Types of chaos experiments:

| Experiment | What it tests | |-----------|---------------| | Kill a random instance | Auto-scaling, load balancing | | Inject network latency | Timeout configuration, circuit breakers | | Fill a disk | Log rotation, alerting | | Block DNS | DNS caching, fallback behavior | | Corrupt a database response | Error handling, data validation | | Spike CPU on one node | Load balancing, autoscaling |

Business Value

  • Revenue protection: Circuit breakers and graceful degradation keep the system generating revenue even when components fail. A fully crashed system earns $0; a degraded system still earns 80-90%.
  • Reduced incident severity: Resilience patterns (timeouts, retries, bulkheads) prevent cascading failures that turn a minor issue into a total outage.
  • Customer trust: Systems that degrade gracefully preserve user experience. Users tolerate "recommendations unavailable" better than a 500 error page.
  • Lower on-call burden: Self-healing systems (retries, circuit breakers, autoscaling) resolve many issues without human intervention, reducing alert fatigue and on-call stress.
  • Compliance: In regulated industries, error handling and resilience are auditable requirements. Documented failure modes and recovery procedures satisfy auditors.

Real-World Examples

Netflix's Resilience Stack

Netflix built an entire suite of resilience tools: Hystrix (circuit breaker — now deprecated in favor of resilience4j patterns), Zuul (API gateway with fault tolerance), and Chaos Monkey. Their philosophy: "Everything fails, all the time." Every service is designed to degrade gracefully when its dependencies fail. When AWS US-EAST-1 had a major outage in 2011, Netflix was one of the few large services to stay up — their resilience architecture routed traffic to other regions automatically.
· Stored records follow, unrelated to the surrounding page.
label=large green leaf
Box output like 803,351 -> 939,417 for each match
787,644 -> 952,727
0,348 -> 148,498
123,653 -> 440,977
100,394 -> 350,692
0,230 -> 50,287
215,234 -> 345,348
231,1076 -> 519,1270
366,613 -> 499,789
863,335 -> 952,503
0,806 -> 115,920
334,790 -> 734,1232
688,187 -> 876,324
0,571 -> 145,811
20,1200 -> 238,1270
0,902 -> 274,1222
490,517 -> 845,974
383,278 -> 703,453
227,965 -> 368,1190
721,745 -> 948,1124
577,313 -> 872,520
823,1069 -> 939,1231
Amazon's Retry Storm (2013)

In 2013, Amazon experienced a cascading failure caused by retries. A minor issue in a dependency caused one service to start retrying. The retries overwhelmed the dependency, which caused more failures, which caused more retries — a feedback loop that took down multiple services. Amazon's post-mortem led to company-wide adoption of exponential backoff with jitter, circuit breakers, and request shedding. This incident is why retry strategies with backoff are now industry standard.

Stripe's Idempotency Keys

Stripe's API uses idempotency keys to make retries safe. When you send a payment request with an idempotency key, Stripe guarantees that the payment is only processed once — even if the request is retried due to a network timeout. This solved a critical problem: is it safe to retry a failed payment request? With idempotency keys, the answer is always yes.

How Google Handles Cascading Failures

Google's SRE book documents their approach to cascading failures. Key practices: every RPC has a deadline (timeout), services implement load shedding (rejecting requests when overloaded), and critical services have "emergency mode" (serving cached/stale data when backends are unavailable). They run regular "DiRT" (Disaster Recovery Testing) exercises to verify these mechanisms work.
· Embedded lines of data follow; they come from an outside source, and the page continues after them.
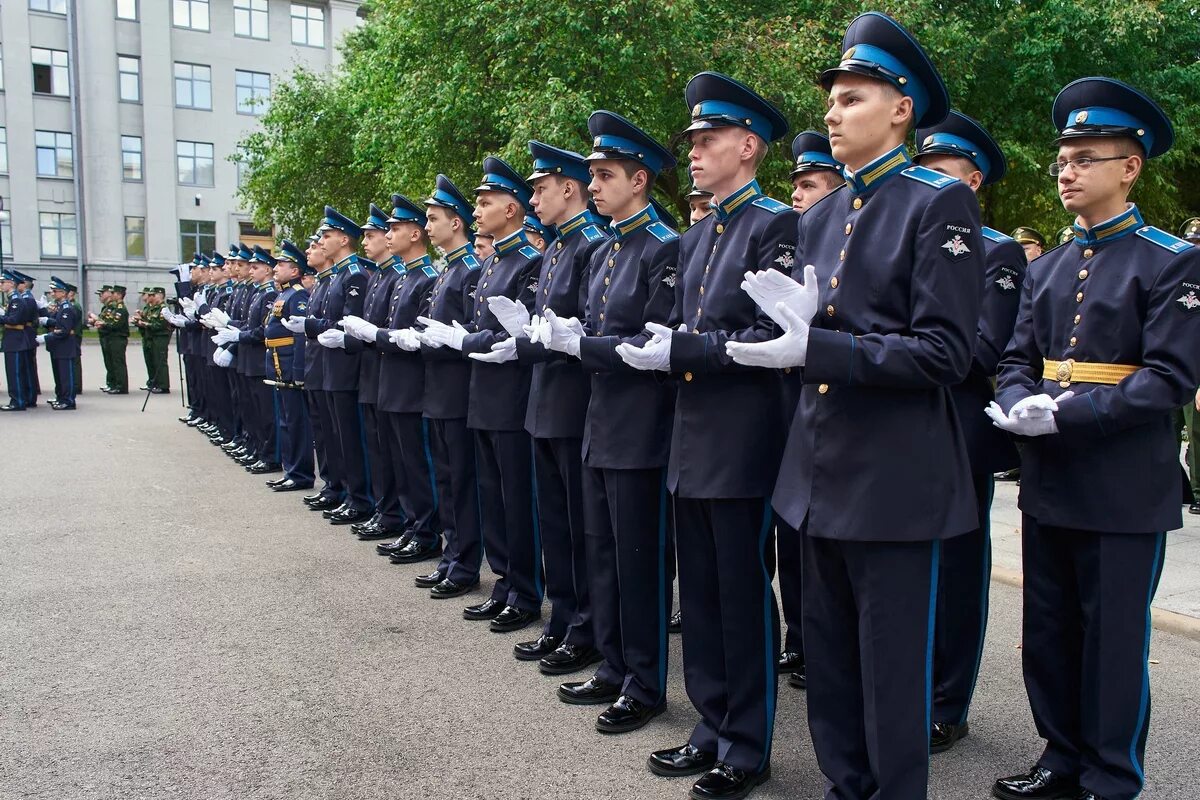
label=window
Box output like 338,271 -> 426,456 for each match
175,142 -> 212,186
175,62 -> 212,112
292,2 -> 325,47
29,0 -> 67,14
125,217 -> 146,258
34,131 -> 74,178
170,0 -> 209,30
37,211 -> 78,258
179,219 -> 217,261
29,47 -> 71,97
121,136 -> 142,181
233,0 -> 268,38
233,70 -> 271,116
116,55 -> 142,103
Common Mistakes & Pitfalls

  • Catching all errors and ignoring themcatch_all { /* do nothing */ } hides bugs. If you catch an error, log it, handle it, or propagate it. Never swallow it silently.

  • Retrying non-idempotent operations — Retrying a "create order" without idempotency can create duplicate orders. Only retry operations that are safe to repeat.

  • No timeout on external calls — A single hung service can exhaust all your threads/connections. Every external call needs a timeout. No exceptions.

  • Retry storms — When every client retries at the same time, the combined load can be 3-5x normal traffic, making a bad situation worse. Always use exponential backoff with jitter.

  • Circuit breaker with wrong thresholds — Opening too aggressively (one failure opens the circuit) or too slowly (100 failures before opening). Tune based on your service's actual failure patterns.

  • Using panic/unwrap in productionunwrap() in Rust panics on None/Err, crashing the thread. Use ? for error propagation, and reserve unwrap() for cases where the value is guaranteed to exist.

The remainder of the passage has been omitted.